Côté entreprises, les avantages sont concrets : développement de compétences pratiques, progression des soft skills. Les escape games pour la cybersécurité ou les jeux de rôle dédiés à la gestion de crise servent de laboratoires pour la prise de décision sous pression. Les simulations de gestion de projet affûtent la planification et la résolution de problèmes. Les évaluations révèlent une meilleure application des acquis sur le terrain, une adaptation plus fluide des collaborateurs et une réelle appropriation des nouvelles pratiques.
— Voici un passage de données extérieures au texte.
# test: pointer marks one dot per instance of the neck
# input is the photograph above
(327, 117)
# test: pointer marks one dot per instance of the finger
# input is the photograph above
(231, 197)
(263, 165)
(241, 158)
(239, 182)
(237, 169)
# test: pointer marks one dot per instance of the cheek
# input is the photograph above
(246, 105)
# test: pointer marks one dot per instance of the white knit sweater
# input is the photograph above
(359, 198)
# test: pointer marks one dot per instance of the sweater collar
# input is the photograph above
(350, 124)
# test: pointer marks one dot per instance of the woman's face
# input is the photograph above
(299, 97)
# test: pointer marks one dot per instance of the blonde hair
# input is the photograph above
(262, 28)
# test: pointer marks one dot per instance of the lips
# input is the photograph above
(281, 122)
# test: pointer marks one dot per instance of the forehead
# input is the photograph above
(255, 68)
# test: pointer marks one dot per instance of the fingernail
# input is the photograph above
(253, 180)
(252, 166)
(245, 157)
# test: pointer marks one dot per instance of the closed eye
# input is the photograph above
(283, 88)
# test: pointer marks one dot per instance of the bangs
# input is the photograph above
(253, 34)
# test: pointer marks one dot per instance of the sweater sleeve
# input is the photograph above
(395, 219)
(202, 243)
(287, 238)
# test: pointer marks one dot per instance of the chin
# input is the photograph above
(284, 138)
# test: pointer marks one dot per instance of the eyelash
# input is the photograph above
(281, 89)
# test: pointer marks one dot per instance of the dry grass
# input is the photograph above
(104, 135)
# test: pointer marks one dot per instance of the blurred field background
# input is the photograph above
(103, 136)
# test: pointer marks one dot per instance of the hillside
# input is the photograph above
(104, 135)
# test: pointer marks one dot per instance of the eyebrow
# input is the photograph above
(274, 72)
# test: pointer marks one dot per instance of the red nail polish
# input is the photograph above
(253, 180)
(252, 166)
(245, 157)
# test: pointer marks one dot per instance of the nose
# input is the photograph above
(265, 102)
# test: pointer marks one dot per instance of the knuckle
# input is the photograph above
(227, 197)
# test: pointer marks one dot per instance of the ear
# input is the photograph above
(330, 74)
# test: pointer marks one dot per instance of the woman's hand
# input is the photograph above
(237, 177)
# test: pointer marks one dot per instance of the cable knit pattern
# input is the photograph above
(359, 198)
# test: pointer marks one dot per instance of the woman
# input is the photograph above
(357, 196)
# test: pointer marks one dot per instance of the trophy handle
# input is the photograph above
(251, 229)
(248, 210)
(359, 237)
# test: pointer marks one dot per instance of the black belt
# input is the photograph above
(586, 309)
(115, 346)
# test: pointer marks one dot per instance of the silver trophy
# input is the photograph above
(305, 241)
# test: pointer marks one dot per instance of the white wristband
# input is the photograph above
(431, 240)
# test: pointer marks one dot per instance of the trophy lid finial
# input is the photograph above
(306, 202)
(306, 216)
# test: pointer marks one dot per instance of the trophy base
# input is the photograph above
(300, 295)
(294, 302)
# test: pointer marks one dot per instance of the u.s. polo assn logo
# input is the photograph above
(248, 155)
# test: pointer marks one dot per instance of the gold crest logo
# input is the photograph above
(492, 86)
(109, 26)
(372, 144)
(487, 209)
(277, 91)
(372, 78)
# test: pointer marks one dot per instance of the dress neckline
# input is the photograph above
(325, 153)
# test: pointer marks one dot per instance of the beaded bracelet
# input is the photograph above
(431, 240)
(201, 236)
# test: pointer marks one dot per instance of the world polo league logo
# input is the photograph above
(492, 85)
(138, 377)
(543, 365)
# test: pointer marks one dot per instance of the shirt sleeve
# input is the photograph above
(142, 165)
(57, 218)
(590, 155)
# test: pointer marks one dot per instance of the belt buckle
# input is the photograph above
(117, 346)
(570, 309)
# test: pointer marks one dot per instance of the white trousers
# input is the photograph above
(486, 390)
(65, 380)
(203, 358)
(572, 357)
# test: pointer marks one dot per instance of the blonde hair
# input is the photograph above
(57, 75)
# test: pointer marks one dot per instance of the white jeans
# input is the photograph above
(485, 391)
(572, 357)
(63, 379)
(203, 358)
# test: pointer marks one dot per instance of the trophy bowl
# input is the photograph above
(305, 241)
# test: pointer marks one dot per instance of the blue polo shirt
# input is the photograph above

Mais tout repose sur la cohérence de l’intégration dans le parcours de formation. Si le jeu pédagogique ne correspond pas au public ou s’inscrit mal dans l’écosystème de l’entreprise, la déception n’est jamais loin. Problèmes techniques, absence de connexion avec les objectifs, public difficile à mobiliser : les ratés existent. Pourtant, quand la conception colle au contexte et aux besoins, le jeu devient un moteur de satisfaction pour les équipes, et un levier pour gagner en compétences.

enfants apprentissage

Ressources et pistes pour intégrer le jeu dans vos dispositifs de formation

De Paris à Lyon, les jeux pédagogiques transforment l’environnement d’apprentissage en entreprise. La ludopédagogie se décline en outils multiples : jeux de rôle, serious games, activités numériques ou dispositifs hybrides qui mêlent présentiel et virtuel. Le marché regorge de solutions, de Kahoot! aux plateformes d’escape game, déjà adoptées par des groupes tels que Deloitte ou SAP.

Avant de foncer tête baissée, il convient de s’appuyer sur des fondations solides : la définition d’objectifs d’apprentissage doit rester claire. Qu’il s’agisse de muscler la résolution de problèmes, la communication ou la gestion de crise, chaque jeu doit viser une compétence précise. Le débriefing, temps fort du parcours, permet de relier l’expérience ludique au quotidien professionnel et de consolider les acquis.

Quelques pratiques permettent de tirer le meilleur parti du jeu en formation :

  • Ajuster le dispositif au profil du public : niveau de maîtrise, attentes, rythme d’apprentissage.
  • Mettre les jeux à l’épreuve dans des conditions proches de la réalité avant de les généraliser.
  • Mesurer l’effet sur l’engagement, la mémorisation et la capacité à utiliser les compétences en situation.

La réalité augmentée et la réalité virtuelle séduisent par leur immersion, mais ne sauraient remplacer l’accompagnement humain. Les études récentes sont formelles : l’effet sur les apprentissages dépend d’un équilibre subtil. Ces technologies viennent compléter le travail du formateur, sans jamais s’y substituer.

Des éditeurs spécialisés comme Evolugame accompagnent les formateurs pour concevoir des jeux sur mesure, taillés pour chaque contexte, que ce soit dans le système éducatif ou le monde de l’entreprise. S’entourer de ces partenaires, c’est miser sur un apprentissage réinventé, ancré dans le concret.

Quand le jeu s’invite dans la formation, il ne s’agit plus seulement de transmettre des savoirs, mais de libérer une énergie collective, prête à repousser les limites et à révéler les ressources insoupçonnées de chacun.